I would never fly international with a US based airline, unless there was literally no other choice. My guess is that the US has bad airline service because it is largely a protected industry with strong unions. Just look at the trouble Virgin America had getting approved because they might have a British owner. Isn't that the most blatant example of protectionism ever? Where they can't complain about foreigners they put in onerous rules and regulations.

'Isn’t that the most blatant example of protectionism ever?'
Nope - it is defense policy. Especially in light of the never secret Cold War plans to essentially instantly convert America's civil fleet to a military one - by loading up soldiers, and flying them to airports which would already be under U.S. control.

There are a lot of not exactly hidden but seemingly unknown reasons for much of what goes on in the U.S. that are related to defense policy - the airline industry being a fine example. Check into Eisenhower's dedication to America's autobahns, a dedication he learned in an expedition trying to drive Army vehicles across the U.S. a couple of decades before the German program - though oddly, he could have sent everything by train, to arrive it arrive in just a couple of days, as America had a train system that was the envy of the world.

How things change - and it having to do with protectionism. And any connection to oil in the world's largest oil producer in that time frame is, well, coincidental seems to be the general consensus in American discourse (as if First Lord of the Admiralty Churchill's 1911 plans to convert the Royal Navy to oil had gone unnoticed, including the need to secure foreign sources. Or the plans in the 30s to either secure or wipe out Ploesti, the world's largest refinery complex at the time, a standard military academy exercise of the major powers of the time).

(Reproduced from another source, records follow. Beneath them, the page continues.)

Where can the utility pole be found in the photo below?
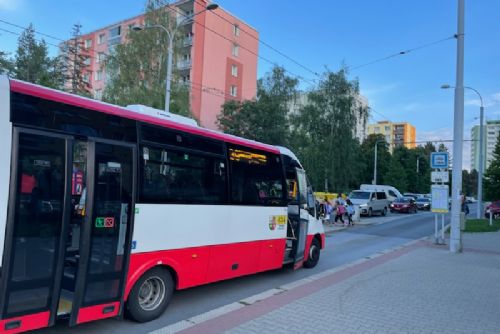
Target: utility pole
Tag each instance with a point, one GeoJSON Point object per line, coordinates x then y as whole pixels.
{"type": "Point", "coordinates": [458, 133]}
{"type": "Point", "coordinates": [482, 154]}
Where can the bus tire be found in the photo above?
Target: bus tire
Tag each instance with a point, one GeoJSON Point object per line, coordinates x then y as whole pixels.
{"type": "Point", "coordinates": [314, 252]}
{"type": "Point", "coordinates": [150, 295]}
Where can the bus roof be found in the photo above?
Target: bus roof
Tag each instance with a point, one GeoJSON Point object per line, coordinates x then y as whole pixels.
{"type": "Point", "coordinates": [83, 102]}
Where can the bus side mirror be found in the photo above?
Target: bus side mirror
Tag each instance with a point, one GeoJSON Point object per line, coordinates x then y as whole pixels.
{"type": "Point", "coordinates": [311, 202]}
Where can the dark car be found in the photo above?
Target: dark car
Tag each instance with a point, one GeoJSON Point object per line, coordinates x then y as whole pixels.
{"type": "Point", "coordinates": [493, 209]}
{"type": "Point", "coordinates": [423, 203]}
{"type": "Point", "coordinates": [404, 204]}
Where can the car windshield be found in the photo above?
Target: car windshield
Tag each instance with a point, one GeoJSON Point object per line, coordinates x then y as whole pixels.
{"type": "Point", "coordinates": [359, 195]}
{"type": "Point", "coordinates": [402, 200]}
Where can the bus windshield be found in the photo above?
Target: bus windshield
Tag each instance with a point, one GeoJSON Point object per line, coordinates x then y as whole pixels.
{"type": "Point", "coordinates": [359, 195]}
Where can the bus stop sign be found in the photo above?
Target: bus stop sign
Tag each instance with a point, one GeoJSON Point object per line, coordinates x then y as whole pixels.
{"type": "Point", "coordinates": [439, 160]}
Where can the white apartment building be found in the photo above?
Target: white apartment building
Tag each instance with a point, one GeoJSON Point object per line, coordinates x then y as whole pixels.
{"type": "Point", "coordinates": [490, 137]}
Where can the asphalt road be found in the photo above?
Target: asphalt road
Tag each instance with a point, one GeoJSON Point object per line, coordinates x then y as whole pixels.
{"type": "Point", "coordinates": [341, 248]}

Why do so many people seem to believe that larger planes are more comfortable than smaller ones? The only thing that really affects my comfort is the size of the seats and the space in between them.

air stagnation? i agree with ChrisA, article is kind of US centric. International flights are nice and relatively cheap. I'm a PhD student, not exactly drowning in cash, but still i can afford leisure America-Europe travels with relative ease 3 times.

From what my parents told me as an anecdote, is that air travel used to be more expensive, that kind of stuff you do on vacation once a year or reserved to bussinessmen. Could it be that air travel population have changed from big spenders to cheap travelers as me? Air carriers have to adapt to cheap travelers, cramped spaces, bad food, etc.

caution! stupid homophobic-misoginist comment!!! was has really stagnated about air travel are air hostess. when i was a kid i was marveled on the beauty of air hostess. nowadays, lots of gays and the same air hostess when i was a kid, but nowadays they are 50+ years old =(

Go to JFK. Strong corrolation between how a wealthy a society is and how hot the stewardesses are.

Air travel (domestic) has become a commodity.

#3: This is best understood in terms of the apocryphal Joseph Stalin quote: "The death of one man is a tragedy, the death of millions is a statistic."

If you there is some unique aspect to your plight, even something perfectly incidental, then people will care more.

#3 It was my observation living in Honduras for a while that the upper class are still mostly from European descent and that the lower classes are mostly from from native stock.